Annotate eukaryote genomes

Summary

Genome annotation uses computational algorithms to predict the locations of potential genes and tRNAs, a process known as structural annotation. Once locations are found they are functionally annotated by labeling with commonly used gene names, such as KRT8 and KRAS.

The longest part of this process is completed in several parallel steps, including RNA transcript to genome alignment, protein to genome alignment, and gene prediction. Once these steps are completed, the predicted genes and alignments are combined to form a consensus structural annotation. This structural annotation is then formatted uniformly to be similar to that of the NCBI and then functionally annotated with EnTAP.

Methods

This analysis was performed using the FLAG: Eukaryote Gene Annotation workflow on the Form Bio platform. First, if the input genome is unmasked, masking is done with WindowMasker [1], RepeatMasker [2], or RepeatModeler [3] in conjunction with RepeatMasker. Protein and transcript data are then aligned to the genome in parallel. Extra protein or transcript data can also be pulled from databases with BLAST. Depending on the predictors selected, gene prediction will be run in parallel or in series with protein and transcript alignments.
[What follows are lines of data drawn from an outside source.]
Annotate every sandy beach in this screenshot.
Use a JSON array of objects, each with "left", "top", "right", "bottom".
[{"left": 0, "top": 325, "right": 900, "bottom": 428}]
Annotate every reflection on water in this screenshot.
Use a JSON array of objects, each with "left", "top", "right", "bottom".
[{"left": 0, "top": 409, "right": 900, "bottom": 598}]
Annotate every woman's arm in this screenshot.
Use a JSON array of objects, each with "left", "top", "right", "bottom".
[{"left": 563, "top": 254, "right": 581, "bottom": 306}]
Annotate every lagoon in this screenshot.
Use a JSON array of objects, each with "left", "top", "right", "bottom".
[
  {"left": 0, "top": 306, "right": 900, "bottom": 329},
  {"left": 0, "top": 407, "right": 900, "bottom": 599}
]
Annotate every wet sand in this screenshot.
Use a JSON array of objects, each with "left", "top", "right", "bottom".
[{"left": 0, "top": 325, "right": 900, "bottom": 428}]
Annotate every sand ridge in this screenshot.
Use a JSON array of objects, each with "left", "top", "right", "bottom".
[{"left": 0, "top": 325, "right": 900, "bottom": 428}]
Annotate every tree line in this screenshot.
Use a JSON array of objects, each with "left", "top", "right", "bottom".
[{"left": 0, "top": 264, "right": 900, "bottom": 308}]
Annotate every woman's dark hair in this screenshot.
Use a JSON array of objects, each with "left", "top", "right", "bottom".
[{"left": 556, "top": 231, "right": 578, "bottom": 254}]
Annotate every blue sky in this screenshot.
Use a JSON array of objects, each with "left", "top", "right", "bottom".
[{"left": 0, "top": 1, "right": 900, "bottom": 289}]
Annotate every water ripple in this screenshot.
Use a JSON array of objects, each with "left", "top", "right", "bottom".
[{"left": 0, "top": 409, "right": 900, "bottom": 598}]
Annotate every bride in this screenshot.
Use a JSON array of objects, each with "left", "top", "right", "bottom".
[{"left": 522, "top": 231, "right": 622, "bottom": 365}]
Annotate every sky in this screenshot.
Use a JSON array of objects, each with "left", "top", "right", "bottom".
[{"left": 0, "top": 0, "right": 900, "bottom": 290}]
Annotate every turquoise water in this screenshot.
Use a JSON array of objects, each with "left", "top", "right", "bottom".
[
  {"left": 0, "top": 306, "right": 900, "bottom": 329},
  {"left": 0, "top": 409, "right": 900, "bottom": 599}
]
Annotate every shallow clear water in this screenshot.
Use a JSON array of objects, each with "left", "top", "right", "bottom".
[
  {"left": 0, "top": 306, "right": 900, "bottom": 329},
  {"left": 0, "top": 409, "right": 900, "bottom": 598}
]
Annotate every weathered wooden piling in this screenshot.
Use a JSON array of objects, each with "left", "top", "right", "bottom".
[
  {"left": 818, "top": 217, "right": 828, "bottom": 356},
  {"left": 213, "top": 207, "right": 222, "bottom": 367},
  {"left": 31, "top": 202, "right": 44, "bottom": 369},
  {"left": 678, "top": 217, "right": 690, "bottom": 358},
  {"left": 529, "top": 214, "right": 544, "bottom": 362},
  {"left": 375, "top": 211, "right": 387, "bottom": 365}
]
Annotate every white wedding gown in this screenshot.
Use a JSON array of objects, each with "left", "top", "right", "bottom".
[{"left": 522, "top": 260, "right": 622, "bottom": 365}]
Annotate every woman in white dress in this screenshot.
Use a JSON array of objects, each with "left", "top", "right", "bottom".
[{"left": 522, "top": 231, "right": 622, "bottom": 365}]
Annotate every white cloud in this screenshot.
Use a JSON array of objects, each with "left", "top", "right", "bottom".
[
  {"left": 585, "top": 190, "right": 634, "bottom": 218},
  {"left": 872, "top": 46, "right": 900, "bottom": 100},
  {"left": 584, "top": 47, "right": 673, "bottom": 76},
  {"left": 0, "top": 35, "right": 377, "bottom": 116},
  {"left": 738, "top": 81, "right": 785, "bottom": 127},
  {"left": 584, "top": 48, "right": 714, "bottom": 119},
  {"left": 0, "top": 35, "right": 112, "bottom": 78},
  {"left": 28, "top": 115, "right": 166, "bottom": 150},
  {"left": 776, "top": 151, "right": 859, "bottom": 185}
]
After all alignments and gene predictions are finished, they are combined and filtered down to produce more complete consensus gene predictions and to filter out unlikely predictions. The protein coding annotations are also combined with tRNA annotations from tRNAScan. Once all annotations are filtered and combined, functional annotation (labeling genes such as KRAS, BRCA2, etc) is done with enTAP. Lastly, the structural and functional annotations are combined into a singular file and formatted in a gtf format similar to that of the NCBI. Finally, annotation statistics are calculated with AGAT [4] and BUSCO [5]. Further methodology can be found in the FLAG paper.

Workflow Walkthrough

  1. Navigate to the FLAG: Eukaryote Gene Annotation workflow on the Form Bio platform. You can find the workflow using the search bar on the top right or by using the Genomics filter on the left-hand side.
  2. Take a moment to view information on inputs, outputs, and a workflow summary. Select the version from the dropdown launcher. When ready to begin, click “Run Workflow”.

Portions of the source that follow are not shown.